――アカマイ・テクノロジーズはWebサイト/Webアプリケーションの高速化ソリューションを提供してきましたが、近年、インターネットの世界では急速にモバイルの存在感が高まっています。モバイルに特化したソリューションは何か用意しているのでしょうか。
サントス アカマイのモバイル戦略には2つの柱があります。1つは、ユーザーエクスペリエンスです。インターネットの世界は今、大変な激動の時代を迎えています。非常に多くの人々が移動体通信事業者のセルラーネットワークを介してコンテンツにアクセスするようになりました。こうした環境において、できるだけ良いユーザーエクスペリエンスを提供しようというのが私たちの第一の戦略です。
もう1つは、コンテンツプロバイダーへの情報提供です。ネットワークの状況やデバイスの種類など、コンテンツプロバイダーがユーザーに最も適したタイプのコンテンツを提供するうえで役立つ情報を提供しています。
言い換えると、パフォーマンスとインテリジェンス――。この2つがアカマイのモバイル戦略の柱となっています。
――具体的には、何を提供しているのですか。
サントス インテリジェンスから説明しましょう。モバイルの場合、ユーザーの状況は刻一刻と変化します。現在地や電波環境も変われば、同じセッションの間に3G/LTEとWi-Fiの間を行ったり来たりすることもあります。また、iPhoneのどのバージョンを使っているのか、どのディスプレイサイズのAndroidかなど、デバイスの種類によって何がサポートされているのかもまちまちです。
アカマイは、そのモバイルユーザーが現在置かれている状況やデバイスの種類など、コンテンツプロバイダーに対して数多くの情報を提供することができます。
――アカマイに頼らずとも、ある程度の情報は取得可能だと思いますが、何が違うのでしょうか。
サントス まったく違います。例えばWeb解析ツールが提供するのは、いずれにしても過去の履歴です。一方、アカマイの情報はリアルタイムにコンテンツ配信の最適化に活かすことができます。
デバイスの種類やOSのバージョン、解像度、ネットワーク状況、利用している通信事業者など、実に100種類以上の情報を我々はリクエスト毎に取得し、コンテンツプロバイダーに転送することができます。そしてコンテンツプロバイダーは、このリアルタイム情報をもとに最適なコンテンツをモバイルユーザーに配信できるというわけです。我々の典型的な顧客は、同じコンテンツについて8~10通りのレイアウトを用意しています。
――ブラウザやデバイスの種類などにより、レイアウトを変えることは従来から一般的でした。
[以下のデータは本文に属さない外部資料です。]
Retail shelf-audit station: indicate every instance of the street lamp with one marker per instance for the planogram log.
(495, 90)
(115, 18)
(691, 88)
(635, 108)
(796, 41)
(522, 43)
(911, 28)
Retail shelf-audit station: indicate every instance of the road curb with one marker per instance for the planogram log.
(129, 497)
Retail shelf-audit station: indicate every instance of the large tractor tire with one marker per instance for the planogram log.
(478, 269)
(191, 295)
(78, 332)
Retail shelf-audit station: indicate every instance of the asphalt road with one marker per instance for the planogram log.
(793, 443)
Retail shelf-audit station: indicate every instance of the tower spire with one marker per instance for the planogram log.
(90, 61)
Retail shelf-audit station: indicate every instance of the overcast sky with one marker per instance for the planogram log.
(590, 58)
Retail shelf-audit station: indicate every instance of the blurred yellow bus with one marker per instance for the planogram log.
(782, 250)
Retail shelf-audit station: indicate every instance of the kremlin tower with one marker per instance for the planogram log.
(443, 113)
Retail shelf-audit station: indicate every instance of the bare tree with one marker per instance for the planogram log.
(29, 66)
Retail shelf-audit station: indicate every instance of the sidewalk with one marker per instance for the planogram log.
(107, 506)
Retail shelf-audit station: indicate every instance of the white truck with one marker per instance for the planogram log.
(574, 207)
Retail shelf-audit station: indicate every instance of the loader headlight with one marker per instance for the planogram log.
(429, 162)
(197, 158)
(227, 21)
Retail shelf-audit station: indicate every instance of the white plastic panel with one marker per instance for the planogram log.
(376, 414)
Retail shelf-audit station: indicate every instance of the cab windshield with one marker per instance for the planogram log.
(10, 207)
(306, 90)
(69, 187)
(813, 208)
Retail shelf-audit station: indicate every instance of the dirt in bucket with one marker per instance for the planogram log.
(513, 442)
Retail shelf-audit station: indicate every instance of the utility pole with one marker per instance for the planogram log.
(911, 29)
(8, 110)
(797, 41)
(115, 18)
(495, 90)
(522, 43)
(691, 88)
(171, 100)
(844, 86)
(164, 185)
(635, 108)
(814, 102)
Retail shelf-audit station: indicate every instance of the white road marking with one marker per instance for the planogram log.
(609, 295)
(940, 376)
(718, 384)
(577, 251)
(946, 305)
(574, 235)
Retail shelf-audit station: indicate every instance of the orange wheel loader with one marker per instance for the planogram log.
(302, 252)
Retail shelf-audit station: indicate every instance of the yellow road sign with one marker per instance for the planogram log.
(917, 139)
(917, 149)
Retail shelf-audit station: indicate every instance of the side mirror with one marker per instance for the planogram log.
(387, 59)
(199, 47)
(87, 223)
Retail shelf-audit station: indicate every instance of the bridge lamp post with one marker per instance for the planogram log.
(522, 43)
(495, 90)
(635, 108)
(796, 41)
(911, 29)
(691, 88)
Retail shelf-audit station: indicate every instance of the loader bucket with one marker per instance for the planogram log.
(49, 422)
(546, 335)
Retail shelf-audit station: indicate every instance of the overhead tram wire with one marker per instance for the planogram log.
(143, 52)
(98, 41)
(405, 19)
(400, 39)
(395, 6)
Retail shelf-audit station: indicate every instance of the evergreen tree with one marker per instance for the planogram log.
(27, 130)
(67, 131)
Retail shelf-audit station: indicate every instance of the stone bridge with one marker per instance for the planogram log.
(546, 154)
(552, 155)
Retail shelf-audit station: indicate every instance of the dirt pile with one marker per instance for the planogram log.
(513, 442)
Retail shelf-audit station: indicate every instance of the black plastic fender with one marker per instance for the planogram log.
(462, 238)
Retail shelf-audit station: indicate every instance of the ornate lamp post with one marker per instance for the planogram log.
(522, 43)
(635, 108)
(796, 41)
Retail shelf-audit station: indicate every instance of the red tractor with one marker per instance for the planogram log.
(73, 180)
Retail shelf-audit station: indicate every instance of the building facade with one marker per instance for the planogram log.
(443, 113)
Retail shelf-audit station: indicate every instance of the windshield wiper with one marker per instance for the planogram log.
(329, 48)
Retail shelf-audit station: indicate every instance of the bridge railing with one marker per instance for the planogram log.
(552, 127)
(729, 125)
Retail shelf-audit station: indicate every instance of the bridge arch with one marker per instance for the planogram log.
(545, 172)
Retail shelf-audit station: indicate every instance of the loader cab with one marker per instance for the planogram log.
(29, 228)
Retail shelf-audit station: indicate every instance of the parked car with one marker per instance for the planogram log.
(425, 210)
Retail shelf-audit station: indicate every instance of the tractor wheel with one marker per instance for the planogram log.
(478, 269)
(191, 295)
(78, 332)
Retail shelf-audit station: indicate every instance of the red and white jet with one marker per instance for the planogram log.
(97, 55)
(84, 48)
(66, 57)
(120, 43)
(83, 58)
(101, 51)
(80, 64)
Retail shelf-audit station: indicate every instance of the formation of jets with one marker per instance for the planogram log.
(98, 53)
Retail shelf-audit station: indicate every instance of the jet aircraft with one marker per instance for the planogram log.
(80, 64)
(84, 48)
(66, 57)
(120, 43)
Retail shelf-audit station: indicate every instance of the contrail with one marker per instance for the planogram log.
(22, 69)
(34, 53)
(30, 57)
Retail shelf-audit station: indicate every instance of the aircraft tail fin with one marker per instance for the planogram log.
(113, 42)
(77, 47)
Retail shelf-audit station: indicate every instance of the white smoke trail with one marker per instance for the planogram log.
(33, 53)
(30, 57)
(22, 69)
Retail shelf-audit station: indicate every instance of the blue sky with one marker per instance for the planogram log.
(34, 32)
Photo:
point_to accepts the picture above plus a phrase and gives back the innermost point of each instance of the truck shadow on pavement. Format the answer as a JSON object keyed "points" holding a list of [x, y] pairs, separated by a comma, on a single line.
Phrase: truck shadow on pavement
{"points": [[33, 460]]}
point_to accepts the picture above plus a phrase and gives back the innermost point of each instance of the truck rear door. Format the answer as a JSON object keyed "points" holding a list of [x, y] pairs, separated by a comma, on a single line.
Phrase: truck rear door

アカマイのソリューションを使うと、より詳細な情報をもとに行えるということですか。
サントス そうです。1つ良い例として、Androidのディスプレイサイズが挙げられます。通常は大画面のタブレットなのかミニ画面のタブレットなのかを判別することは難しいのですが、アカマイは別です。
また、セルラーネットワークの現在の状況を知ることもできます。アカマイは世界に13万台以上のエッジサーバーを設置していますが、エッジサーバーは移動体通信事業者のモバイルゲートウェイの隣に位置しており、エッジサーバーとモバイルデバイス間のラウンドトリップタイムを計算することで、セルラーネットワークの状況をリアルタイムに評価しているからです。
そこで例えば、ユーザーが地下鉄の中にいてネットワークの状況が悪い場合には、そのユーザーに送るコンテンツの中から重たい画像を外すといった調整が、コンテンツプロバイダー側で可能になるのです。